Davis has been working on IoS supplement dummies for six weeks
The Independent on Sunday is having a revival in more ways than one.
Over the past four to five weeks its anti-war stance has brought it between 14,000 and 15,000 extra sales each week and on 2 March editor Tristan Davies unveils a much-expanded newspaper boosted by around £2m of investment from Independent News & Media.
At least £1m has gone on the contents and the rest on a promotional campaign targeting upmarket readers.
The revamped IoS will have two new magazines with the main paper: Time Off, a 12-page, newsprint broadsheet devoted to leisure and pleasure, and Talk of the Town, a 48-page glossy aimed at cultured, metropolitan readers. Time Off is edited by features editor Nick Coleman and Talk of the Town by Ian Irvine, former arts editor of The Independent.
Taking travel and its accompanying “downtime” features out of LifeEtc and into Time Off has also allowed Davies to expand the arts and books section.
Research has shown that IoS readers are “younger, more affluent, have more varied lives and interests and are more culturally aware than any of our rivals’ readers”, said Davies.
Talk of the Town sets out to capture new readers within the Carlton TV region. Ninety thousand copies will go out with the newspaper and they may be rolled out across the UK later. “It is going to put the big read back into Sunday papers,” promised Davies. In the dummy there are 4,000- to 5,000-word essays and no photographs until page 20. It will showcase illustrators and cartoonists rather than photographers, giving them a centrespread to comment on aspects of London life.

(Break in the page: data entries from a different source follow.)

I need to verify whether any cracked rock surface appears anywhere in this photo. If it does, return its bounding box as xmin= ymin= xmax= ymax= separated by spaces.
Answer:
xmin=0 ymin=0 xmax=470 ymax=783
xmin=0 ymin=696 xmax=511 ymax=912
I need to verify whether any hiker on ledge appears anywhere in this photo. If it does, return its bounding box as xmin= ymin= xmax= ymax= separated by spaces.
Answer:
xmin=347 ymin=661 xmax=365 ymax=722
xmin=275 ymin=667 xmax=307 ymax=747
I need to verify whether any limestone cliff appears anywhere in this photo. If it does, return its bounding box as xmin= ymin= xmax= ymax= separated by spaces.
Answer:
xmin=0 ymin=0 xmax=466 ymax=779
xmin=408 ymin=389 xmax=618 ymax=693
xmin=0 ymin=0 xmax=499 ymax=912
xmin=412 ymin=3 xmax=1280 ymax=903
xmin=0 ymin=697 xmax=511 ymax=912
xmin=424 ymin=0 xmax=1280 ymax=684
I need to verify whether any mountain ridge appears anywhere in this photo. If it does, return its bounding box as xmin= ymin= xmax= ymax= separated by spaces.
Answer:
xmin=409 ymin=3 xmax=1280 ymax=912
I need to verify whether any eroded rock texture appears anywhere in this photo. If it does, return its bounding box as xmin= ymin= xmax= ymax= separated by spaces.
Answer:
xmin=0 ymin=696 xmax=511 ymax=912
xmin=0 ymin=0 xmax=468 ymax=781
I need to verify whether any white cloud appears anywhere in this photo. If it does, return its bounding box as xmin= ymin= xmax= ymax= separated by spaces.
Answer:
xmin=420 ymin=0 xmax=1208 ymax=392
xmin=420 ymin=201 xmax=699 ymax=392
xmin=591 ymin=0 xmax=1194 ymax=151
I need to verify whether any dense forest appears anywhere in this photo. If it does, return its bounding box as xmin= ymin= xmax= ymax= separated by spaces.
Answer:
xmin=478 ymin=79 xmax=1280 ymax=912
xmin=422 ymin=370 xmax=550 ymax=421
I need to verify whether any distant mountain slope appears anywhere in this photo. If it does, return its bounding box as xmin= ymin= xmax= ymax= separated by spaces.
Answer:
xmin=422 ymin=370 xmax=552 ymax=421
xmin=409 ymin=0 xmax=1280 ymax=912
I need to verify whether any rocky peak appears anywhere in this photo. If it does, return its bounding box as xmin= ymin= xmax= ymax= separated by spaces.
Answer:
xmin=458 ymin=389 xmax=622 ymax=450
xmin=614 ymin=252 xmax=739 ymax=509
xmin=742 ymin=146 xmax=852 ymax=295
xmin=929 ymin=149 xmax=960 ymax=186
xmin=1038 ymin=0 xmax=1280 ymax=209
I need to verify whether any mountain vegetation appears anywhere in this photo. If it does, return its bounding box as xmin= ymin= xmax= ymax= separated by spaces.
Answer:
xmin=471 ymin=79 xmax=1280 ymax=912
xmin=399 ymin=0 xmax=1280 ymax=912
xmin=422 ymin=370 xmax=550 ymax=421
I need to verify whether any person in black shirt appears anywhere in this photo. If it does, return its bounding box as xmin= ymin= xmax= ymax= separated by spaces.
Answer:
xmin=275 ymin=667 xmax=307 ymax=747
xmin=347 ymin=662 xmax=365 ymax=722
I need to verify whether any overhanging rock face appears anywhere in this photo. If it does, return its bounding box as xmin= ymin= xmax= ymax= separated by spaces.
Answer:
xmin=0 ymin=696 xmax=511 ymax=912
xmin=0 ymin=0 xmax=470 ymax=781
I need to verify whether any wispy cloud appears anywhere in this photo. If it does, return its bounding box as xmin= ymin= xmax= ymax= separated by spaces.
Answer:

“The last thing I wanted was to produce just another Sunday supplement,” said Davies. “If you look at them, they are all derivatives of themselves. This is an unashamedly upmarket magazine, a celebration of writing and fine writers – words-heavy. It is a mixture of columns and features, interviews and polemics which celebrate everything that is good and bad and exciting about life in a big city.”
Talk of the Town will also contain a piece of fiction, a look at London’s past and up to 10 columns under the umbrella title “London Lives”. Listings will be written by IoS critics.
Davies and designer Carolyn Roberts have been working on the dummies since the expansion was given the green light six weeks ago. It can’t be a coincidence the IoS has a new chief executive, Ivan Fallon, who has realised that the Sunday paper needs the same kind of attention the daily has been getting.
Davies believes the IoS is in a better state than it has been for a long time. “There is a lot of confidence about it. We have recaptured the campaigning edge of the paper, a traditional strength, and we alone of the Sundays have been opposed to the war. Editors and writers on this paper were very sure of our ground on where we stood on the war and we were lucky because it absolutely chimes in with what our readers think.”